Bigger isn’t always better

Enlisting influencers with smaller followings can lead to more meaningful engagement with consumers.


This article appears in the March 2018 issue of strategy.

Micro-influencers (with 50,000 followers or less) have become a strategic asset in influencer marketing. They are seen as “real people” who give brands access to niche audiences, and are reported to be more engaging than their macro-influencer counterparts.

Last year, influencer marketing firm HelloSociety said it saw a 60% higher engagement rate with its micro-influencer campaigns. They were also seven times more cost-efficient than campaigns that used influencers with larger followings.
Arnab Majumdar believes engagement improves even more when you go lower down the chain. His company, Peersway, is a Toronto influencer marketing platform that specializes in nano-influencers with between 300 and 10,000 followers (mostly family, friends and acquaintances) who put greater stock in what they post. confirmed the inverse correlation between follower counts and engagement rates in an analysis of nearly 3,000 social accounts last year. The talent database found influencers with fewer than 2,000 fans had an engagement rate of 10.7%, compared to 3.1% for those with less than 25,000 followers and 2.4% for those with 100,000-plus.

What’s more, Majumdar says quality of that engagement is higher too. “We see more conversational comments. Someone might ask what the influencer is wearing in a photo, and it starts a back-and-forth. Larger influencers get general comments on a post, and it’s more one-sided.”

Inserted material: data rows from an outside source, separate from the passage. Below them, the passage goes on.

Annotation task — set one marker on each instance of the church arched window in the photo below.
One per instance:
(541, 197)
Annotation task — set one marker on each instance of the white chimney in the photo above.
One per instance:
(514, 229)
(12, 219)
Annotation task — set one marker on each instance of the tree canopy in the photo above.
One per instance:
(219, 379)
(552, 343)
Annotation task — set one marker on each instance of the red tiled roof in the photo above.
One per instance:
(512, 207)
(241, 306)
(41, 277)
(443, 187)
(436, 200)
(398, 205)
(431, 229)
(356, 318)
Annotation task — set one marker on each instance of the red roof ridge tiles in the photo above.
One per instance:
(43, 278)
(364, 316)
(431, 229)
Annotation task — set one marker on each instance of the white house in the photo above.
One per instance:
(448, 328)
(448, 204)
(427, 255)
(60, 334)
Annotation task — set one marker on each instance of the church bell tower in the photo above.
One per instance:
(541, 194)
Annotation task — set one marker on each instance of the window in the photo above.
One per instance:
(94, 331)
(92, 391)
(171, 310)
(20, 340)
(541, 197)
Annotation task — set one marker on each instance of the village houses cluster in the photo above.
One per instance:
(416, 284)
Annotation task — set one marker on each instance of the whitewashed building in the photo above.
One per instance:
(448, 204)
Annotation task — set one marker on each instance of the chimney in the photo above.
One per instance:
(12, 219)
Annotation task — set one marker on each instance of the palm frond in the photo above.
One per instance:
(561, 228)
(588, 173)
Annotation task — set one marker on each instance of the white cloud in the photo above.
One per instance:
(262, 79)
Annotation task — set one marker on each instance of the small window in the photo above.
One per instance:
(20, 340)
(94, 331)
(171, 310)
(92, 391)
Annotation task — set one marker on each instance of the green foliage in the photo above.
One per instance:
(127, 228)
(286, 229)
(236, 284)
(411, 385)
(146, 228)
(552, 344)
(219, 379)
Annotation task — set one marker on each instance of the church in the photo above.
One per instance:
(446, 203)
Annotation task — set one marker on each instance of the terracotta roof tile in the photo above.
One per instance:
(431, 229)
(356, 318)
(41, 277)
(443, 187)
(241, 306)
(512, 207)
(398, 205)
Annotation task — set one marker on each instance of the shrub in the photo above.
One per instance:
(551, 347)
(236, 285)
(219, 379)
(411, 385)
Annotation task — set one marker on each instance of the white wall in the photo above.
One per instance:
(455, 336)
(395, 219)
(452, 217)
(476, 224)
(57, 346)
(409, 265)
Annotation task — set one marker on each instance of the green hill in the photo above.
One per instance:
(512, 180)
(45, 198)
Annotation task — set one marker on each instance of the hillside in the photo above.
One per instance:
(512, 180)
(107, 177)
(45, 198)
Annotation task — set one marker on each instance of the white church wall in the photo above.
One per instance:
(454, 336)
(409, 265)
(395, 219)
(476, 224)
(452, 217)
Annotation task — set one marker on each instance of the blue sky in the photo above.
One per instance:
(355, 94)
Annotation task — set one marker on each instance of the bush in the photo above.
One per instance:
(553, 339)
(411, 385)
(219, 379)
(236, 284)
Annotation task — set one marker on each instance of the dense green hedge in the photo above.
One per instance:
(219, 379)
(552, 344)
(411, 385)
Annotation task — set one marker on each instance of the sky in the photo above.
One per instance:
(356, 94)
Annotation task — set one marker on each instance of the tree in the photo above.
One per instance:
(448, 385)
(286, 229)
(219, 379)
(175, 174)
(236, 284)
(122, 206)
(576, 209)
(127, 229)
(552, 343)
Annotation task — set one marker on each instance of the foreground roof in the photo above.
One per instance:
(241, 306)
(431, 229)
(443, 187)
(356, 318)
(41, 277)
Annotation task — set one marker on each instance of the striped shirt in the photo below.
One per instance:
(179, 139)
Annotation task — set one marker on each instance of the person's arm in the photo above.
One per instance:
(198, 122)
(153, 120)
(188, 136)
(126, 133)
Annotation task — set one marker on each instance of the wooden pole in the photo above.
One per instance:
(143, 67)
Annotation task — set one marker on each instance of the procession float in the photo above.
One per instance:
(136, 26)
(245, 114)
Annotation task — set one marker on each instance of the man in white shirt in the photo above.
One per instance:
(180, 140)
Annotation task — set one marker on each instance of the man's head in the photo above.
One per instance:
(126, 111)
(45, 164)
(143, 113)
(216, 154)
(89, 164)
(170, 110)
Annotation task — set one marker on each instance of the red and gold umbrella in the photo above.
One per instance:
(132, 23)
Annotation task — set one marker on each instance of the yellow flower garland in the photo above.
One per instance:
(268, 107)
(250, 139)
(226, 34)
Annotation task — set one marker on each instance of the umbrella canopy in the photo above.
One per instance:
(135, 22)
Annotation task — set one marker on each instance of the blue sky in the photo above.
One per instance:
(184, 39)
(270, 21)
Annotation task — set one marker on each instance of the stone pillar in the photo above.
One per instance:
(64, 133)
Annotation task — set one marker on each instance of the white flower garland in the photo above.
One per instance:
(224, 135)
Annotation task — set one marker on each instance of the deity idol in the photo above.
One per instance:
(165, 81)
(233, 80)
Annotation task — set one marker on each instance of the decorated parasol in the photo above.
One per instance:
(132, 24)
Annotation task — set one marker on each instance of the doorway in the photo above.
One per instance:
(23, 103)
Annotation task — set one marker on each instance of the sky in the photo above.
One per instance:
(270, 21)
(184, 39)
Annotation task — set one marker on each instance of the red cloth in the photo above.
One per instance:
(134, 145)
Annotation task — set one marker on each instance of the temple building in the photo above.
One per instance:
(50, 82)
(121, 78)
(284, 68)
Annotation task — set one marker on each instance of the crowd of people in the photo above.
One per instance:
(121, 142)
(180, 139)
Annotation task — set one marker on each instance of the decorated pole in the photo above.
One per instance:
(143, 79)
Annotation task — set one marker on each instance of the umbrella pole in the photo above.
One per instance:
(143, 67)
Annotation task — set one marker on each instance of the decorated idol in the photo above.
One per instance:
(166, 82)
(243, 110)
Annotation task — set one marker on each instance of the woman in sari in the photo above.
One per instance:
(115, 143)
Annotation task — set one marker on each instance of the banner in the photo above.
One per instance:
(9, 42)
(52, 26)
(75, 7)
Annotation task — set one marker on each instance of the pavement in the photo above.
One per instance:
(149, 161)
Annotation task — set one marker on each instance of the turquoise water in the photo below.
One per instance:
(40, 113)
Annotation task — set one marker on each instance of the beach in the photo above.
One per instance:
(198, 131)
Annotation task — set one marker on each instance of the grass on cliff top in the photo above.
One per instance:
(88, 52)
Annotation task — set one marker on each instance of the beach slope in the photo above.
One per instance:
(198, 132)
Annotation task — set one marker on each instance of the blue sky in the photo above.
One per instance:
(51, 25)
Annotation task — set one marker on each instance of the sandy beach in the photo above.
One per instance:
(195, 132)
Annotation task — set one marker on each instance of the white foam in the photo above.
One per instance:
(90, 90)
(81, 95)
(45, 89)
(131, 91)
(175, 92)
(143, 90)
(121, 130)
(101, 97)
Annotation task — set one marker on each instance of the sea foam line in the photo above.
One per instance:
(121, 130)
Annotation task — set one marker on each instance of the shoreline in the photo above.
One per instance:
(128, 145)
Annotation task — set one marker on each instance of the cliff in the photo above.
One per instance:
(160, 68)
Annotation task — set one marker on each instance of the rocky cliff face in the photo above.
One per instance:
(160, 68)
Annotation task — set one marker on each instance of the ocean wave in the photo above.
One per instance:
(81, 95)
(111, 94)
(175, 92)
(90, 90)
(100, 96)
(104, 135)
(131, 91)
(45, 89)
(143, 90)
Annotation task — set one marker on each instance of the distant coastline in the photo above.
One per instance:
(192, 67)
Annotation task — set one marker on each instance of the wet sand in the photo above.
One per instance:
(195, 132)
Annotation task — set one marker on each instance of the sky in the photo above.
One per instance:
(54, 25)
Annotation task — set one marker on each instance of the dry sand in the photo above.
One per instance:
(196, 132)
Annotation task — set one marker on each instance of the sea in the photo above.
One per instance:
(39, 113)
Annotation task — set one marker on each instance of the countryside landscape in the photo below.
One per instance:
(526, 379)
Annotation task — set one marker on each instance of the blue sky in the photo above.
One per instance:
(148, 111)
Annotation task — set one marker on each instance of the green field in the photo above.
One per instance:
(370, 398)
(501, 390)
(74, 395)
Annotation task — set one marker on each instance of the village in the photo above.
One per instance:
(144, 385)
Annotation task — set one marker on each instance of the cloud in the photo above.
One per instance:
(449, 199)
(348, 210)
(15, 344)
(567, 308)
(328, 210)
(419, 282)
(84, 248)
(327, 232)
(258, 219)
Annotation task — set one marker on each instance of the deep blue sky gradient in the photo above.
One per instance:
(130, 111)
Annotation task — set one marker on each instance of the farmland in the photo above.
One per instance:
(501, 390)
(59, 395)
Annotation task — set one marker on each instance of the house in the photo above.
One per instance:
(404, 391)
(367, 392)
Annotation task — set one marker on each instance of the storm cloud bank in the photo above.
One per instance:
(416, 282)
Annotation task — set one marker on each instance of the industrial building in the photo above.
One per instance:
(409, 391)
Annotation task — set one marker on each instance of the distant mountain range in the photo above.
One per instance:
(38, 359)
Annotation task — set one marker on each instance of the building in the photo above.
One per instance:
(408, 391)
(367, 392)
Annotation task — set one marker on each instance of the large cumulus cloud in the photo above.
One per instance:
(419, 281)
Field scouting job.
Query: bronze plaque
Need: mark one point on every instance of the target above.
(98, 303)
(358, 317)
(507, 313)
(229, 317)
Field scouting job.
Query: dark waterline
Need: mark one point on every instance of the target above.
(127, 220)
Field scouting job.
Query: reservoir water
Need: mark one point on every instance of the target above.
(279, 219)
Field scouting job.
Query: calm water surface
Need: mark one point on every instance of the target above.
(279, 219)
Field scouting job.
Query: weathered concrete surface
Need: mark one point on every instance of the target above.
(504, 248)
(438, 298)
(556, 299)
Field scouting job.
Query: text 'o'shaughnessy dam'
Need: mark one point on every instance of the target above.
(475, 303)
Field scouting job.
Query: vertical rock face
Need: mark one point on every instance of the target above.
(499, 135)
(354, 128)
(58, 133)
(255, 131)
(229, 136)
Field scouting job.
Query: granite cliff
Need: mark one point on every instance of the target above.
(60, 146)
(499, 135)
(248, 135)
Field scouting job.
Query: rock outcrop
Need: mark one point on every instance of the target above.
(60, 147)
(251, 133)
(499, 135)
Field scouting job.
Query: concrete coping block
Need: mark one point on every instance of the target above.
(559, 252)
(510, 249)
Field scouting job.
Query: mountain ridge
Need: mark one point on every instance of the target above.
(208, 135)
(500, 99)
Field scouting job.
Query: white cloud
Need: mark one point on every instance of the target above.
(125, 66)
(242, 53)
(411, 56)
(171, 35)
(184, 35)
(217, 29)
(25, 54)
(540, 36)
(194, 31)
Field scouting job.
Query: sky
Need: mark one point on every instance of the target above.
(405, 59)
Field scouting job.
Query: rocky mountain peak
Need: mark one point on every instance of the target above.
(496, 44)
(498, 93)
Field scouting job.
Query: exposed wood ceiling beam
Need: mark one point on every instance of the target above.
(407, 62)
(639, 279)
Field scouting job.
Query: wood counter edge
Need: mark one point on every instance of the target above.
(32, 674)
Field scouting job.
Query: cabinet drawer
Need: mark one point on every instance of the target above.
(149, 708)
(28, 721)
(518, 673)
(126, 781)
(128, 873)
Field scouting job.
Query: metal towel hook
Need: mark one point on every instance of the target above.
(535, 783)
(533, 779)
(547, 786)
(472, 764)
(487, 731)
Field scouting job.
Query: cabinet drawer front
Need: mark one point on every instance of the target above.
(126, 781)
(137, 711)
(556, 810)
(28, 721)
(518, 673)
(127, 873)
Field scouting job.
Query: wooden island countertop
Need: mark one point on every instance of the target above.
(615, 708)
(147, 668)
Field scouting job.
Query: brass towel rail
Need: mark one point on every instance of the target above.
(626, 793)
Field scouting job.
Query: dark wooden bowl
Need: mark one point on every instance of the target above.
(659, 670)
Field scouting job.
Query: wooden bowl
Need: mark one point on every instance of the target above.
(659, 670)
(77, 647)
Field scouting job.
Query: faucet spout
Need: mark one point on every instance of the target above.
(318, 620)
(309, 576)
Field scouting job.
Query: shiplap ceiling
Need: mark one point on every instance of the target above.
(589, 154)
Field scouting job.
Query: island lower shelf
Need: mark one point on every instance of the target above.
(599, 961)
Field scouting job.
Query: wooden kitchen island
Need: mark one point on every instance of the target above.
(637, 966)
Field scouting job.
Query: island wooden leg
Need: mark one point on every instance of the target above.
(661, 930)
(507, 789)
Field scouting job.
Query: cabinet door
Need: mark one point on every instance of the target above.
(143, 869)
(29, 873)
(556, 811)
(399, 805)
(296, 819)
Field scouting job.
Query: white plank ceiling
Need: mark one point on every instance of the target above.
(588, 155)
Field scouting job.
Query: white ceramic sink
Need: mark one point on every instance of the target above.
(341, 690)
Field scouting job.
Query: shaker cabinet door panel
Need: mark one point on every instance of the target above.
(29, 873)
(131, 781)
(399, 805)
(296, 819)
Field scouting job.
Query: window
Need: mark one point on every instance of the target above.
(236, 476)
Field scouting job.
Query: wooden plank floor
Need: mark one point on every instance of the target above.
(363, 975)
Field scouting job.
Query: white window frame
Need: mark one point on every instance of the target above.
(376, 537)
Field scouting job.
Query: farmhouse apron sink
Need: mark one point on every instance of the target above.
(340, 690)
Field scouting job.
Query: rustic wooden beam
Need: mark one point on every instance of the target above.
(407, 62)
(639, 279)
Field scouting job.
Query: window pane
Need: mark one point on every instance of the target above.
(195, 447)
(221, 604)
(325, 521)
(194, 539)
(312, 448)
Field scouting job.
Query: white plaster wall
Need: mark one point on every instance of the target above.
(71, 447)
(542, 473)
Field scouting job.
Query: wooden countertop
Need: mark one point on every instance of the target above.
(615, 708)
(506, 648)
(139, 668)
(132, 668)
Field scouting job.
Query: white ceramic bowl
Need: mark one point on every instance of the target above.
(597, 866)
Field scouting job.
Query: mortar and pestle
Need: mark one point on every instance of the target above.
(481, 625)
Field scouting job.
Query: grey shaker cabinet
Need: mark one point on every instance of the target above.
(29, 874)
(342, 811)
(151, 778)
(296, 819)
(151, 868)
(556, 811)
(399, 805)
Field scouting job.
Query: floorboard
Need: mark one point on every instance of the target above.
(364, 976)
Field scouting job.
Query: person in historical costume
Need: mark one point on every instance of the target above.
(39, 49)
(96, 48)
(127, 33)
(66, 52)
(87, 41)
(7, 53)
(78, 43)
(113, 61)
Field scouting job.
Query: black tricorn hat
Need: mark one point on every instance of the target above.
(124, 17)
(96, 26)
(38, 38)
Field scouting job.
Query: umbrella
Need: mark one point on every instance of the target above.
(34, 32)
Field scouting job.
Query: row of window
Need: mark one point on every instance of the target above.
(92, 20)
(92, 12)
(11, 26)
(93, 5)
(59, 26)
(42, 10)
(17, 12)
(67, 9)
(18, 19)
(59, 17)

Jess Hunichen is the co-founder of Toronto agency Shine PR, as well as talent management firm, Shine Influencers. She has seen steady demand for influencers with smaller followings – not just from budget-conscious upstart brands, but bigger global companies, too.

“Being able to target different communities within a market is so valuable,” she says.

Majumdar adds that brands can work with multiple nano-influencers – instead of just one big influencer – to get mass reach and still enjoy a higher rate of engagement. For example, a Peersway-created campaign for L’Oreal’s Biolage R.A.W. product line engaged 150 nano-influencers, reaching an audience of over 900,000 Insta users, and generating 58,000 engagements while also growing Biolage’s own following by 10%.

Hunichen adds that a “pool of influencers” allows a brand to target multiple audiences at once. And because of lower costs, it can provide a low-risk, test-and-learn opportunity for a longer-term strategy.